I shouldn’t have worried. Preu gave the selections a believable continuity of sorts, and imparted a design and energy that likewise pulled an energetic response from the orchestra. The contrasts that exist in the movements had a painterly feel as if they were visible and tangible products of the conductor and players—from the dissonant violence of “Death of Tybalt” to the inevitable dramatic tragedy of “Romeo at the Grave of Juliet.” What seemed to be obvious was that conductor and orchestra had developed a unity of purpose, a chemistry, that took the performance to another level.

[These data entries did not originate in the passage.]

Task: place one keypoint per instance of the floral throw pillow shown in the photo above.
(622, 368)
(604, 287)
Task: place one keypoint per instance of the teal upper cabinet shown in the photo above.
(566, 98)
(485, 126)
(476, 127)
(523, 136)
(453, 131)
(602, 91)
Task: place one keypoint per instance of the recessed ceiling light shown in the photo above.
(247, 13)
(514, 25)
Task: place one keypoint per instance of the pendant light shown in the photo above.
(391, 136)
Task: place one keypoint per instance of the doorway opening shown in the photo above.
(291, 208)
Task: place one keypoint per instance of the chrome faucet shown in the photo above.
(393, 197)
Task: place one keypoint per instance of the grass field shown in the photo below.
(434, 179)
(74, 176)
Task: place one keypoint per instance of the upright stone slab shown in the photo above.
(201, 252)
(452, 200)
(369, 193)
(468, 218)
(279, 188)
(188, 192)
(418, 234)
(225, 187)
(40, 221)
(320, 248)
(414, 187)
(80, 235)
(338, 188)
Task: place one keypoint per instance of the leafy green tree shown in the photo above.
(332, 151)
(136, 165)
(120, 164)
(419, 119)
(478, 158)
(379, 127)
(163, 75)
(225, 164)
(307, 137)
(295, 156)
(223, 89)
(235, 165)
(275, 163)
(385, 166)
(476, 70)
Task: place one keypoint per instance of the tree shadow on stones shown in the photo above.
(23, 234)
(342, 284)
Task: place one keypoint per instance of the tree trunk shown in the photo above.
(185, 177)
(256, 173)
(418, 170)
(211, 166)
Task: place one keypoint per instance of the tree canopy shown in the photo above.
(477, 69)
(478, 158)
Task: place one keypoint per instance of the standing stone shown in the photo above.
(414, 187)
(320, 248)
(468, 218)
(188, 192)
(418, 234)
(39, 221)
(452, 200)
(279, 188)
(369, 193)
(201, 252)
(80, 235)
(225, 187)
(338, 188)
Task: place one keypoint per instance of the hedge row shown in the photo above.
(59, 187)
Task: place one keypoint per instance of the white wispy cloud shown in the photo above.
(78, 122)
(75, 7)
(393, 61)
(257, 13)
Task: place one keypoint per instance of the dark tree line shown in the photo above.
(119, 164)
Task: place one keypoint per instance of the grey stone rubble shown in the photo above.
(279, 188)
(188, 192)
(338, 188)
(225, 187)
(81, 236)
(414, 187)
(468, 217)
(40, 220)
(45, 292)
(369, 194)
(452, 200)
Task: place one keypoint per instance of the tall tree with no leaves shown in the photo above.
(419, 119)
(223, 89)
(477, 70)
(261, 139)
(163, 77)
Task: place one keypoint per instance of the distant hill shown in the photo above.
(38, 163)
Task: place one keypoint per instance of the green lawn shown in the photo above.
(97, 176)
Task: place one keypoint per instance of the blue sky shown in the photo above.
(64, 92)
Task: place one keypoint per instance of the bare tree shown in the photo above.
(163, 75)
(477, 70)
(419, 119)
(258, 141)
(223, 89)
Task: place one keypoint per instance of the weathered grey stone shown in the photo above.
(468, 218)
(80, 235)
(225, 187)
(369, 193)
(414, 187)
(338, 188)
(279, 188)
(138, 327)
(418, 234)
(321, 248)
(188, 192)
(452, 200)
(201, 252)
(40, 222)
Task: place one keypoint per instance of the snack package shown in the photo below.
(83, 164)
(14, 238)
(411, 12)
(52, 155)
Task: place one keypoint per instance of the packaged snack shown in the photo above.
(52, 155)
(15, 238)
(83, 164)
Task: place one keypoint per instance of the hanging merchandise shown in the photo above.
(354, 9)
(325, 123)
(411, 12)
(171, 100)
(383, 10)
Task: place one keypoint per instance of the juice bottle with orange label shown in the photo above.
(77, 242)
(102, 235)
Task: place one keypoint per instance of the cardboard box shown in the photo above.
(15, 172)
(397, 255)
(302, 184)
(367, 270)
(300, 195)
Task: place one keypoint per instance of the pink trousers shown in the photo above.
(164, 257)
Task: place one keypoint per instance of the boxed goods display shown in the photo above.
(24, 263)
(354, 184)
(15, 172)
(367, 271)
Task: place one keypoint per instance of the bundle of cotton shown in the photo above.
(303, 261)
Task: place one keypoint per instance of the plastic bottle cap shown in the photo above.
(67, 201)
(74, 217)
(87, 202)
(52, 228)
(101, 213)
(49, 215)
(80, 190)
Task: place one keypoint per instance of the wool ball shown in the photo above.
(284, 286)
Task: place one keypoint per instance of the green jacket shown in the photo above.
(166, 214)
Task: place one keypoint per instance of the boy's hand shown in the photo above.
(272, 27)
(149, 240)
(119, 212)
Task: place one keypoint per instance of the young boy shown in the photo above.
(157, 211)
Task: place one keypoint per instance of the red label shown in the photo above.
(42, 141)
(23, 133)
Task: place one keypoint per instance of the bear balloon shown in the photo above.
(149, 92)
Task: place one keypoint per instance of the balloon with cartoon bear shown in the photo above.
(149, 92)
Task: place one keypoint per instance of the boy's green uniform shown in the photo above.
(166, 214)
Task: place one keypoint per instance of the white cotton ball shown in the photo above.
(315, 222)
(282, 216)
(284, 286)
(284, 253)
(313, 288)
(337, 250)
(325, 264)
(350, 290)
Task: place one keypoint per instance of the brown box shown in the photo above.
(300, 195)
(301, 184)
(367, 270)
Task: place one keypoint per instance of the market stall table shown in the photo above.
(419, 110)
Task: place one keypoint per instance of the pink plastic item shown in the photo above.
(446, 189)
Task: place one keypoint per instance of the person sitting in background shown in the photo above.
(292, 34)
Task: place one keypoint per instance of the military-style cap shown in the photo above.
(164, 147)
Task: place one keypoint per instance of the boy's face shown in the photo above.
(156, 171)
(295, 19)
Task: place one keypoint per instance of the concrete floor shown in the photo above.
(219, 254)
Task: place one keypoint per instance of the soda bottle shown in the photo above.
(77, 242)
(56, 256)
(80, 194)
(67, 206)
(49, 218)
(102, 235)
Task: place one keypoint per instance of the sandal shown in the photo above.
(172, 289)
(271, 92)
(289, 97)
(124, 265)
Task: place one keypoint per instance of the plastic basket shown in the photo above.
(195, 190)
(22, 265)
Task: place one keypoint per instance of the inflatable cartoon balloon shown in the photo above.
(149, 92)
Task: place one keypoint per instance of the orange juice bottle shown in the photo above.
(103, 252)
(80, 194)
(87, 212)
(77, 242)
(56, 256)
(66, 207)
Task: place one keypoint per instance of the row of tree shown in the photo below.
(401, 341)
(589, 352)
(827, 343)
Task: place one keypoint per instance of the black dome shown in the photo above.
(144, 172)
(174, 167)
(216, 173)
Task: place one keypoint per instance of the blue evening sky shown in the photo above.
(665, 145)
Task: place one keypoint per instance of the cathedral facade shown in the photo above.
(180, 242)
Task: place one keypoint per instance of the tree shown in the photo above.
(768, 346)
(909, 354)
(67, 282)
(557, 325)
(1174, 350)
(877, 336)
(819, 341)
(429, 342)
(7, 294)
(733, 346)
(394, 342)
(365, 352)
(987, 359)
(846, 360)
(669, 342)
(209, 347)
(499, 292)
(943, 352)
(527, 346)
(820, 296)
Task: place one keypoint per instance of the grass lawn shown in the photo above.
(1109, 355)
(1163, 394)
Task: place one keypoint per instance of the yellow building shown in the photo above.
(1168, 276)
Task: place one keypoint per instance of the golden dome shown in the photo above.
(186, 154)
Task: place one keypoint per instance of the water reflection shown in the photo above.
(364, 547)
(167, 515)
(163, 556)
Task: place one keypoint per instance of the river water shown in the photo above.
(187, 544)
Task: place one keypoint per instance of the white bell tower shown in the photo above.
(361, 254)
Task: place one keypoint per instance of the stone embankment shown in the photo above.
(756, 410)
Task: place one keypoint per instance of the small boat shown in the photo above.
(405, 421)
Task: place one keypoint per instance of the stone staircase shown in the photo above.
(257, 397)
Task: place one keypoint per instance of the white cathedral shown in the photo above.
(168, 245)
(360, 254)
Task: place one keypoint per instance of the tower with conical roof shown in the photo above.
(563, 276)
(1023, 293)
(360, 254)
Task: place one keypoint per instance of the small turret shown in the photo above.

I doubt that any candidate for the KSO music director position could have hoped for more.
After January’s snowstorm scare and the resulting sparse crowd for the Masterworks concert, it was genuinely heartwarming to see impressively large and intensely interested audiences at both performances this month. Although I don’t have concrete data to support it, my observation and gut feeling is that there has been a positive, if gradual, demographic change in the orchestra’s audience, something that surely bodes well for whomever becomes the next KSO music director. Time will tell.